Personal information
- Full name: Lenni Rae Rowan Cirino
- Date of birth: 25 January 2003 (age 23)
- Place of birth: England
- Height: 1.79 m (5 ft 10 in)
- Position: Left-back

Team information
- Current team: Hednesford Town

Youth career
- Blackburn Rovers U21

Senior career*
- Years: Team / Apps / (Gls)
- 2021–2024: Blackburn Rovers / 0 / (0)
- 2024–2025: Clitheroe / 17 / (3)
- 2025–2026: Gillingham / 13 / (1)
- 2026-: Hednesford Town / 0 / (0)

International career^{‡}
- 2024–: Montserrat / 5 / (0)

= Lenni Cirino =

Montserratian footballer (born 2003)

Lenni Rae Rowan Cirino (born 25 January 2003) is a Montserratian football player who plays as a left-back for National League North side Hednesford Town.

==Club career==
Cirino trained in the academy of Blackburn Rovers, but never made an appearance for the senior club, despite receiving call-ups to it in 2021. On 18 May 2024, the club announced his release as his contract expired.

On 20 September 2024, Cirino joined Northern Premier League West Division club Clitheroe.

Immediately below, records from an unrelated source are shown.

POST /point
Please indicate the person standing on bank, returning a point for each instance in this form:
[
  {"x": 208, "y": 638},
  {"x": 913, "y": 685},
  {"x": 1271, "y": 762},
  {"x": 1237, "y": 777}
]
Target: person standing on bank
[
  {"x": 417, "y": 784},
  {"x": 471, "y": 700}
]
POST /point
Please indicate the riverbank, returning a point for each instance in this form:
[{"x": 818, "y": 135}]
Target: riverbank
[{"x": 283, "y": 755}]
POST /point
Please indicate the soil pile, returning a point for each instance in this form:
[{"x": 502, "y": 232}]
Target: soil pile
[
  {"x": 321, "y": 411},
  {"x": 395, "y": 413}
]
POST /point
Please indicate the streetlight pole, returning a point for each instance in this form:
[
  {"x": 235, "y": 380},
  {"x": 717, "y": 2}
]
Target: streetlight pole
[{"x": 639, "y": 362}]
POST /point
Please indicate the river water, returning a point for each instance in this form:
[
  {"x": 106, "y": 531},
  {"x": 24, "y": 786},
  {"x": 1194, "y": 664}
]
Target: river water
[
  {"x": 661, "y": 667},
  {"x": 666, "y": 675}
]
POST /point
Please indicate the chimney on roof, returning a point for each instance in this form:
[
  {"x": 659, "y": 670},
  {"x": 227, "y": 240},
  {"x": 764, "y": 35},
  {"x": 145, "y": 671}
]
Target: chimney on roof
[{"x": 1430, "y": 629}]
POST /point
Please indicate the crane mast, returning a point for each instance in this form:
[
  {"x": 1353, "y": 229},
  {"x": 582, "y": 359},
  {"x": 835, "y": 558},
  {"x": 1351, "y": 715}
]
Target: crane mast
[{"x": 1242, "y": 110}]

In July 2025, Cirino joined League Two club Gillingham on a short-term contract following a successful trial period. Cirino scored his first, and only, goal for the team in a 4-1 home victory over Chesterfield, scoring the hosts' third goal of the game. The goal was eventually shortlisted for Gillingham's Goal of the Season award.

He was released by Gillingham at the end of the 2025–26 season. Following his departure from the Kent side, on 2 July he signed for National League North newcomers Hednesford Town.

==International career==
Cirino made his debut for the Montserrat national team on 5 June 2024 in a World Cup qualifier against Nicaragua at the Nicaragua National Football Stadium. He started the game and played 70 minutes as Nicaragua won 4–1.

==Personal life==
Cirino is the older brother of Fleetwood Town defender Raff Cirino.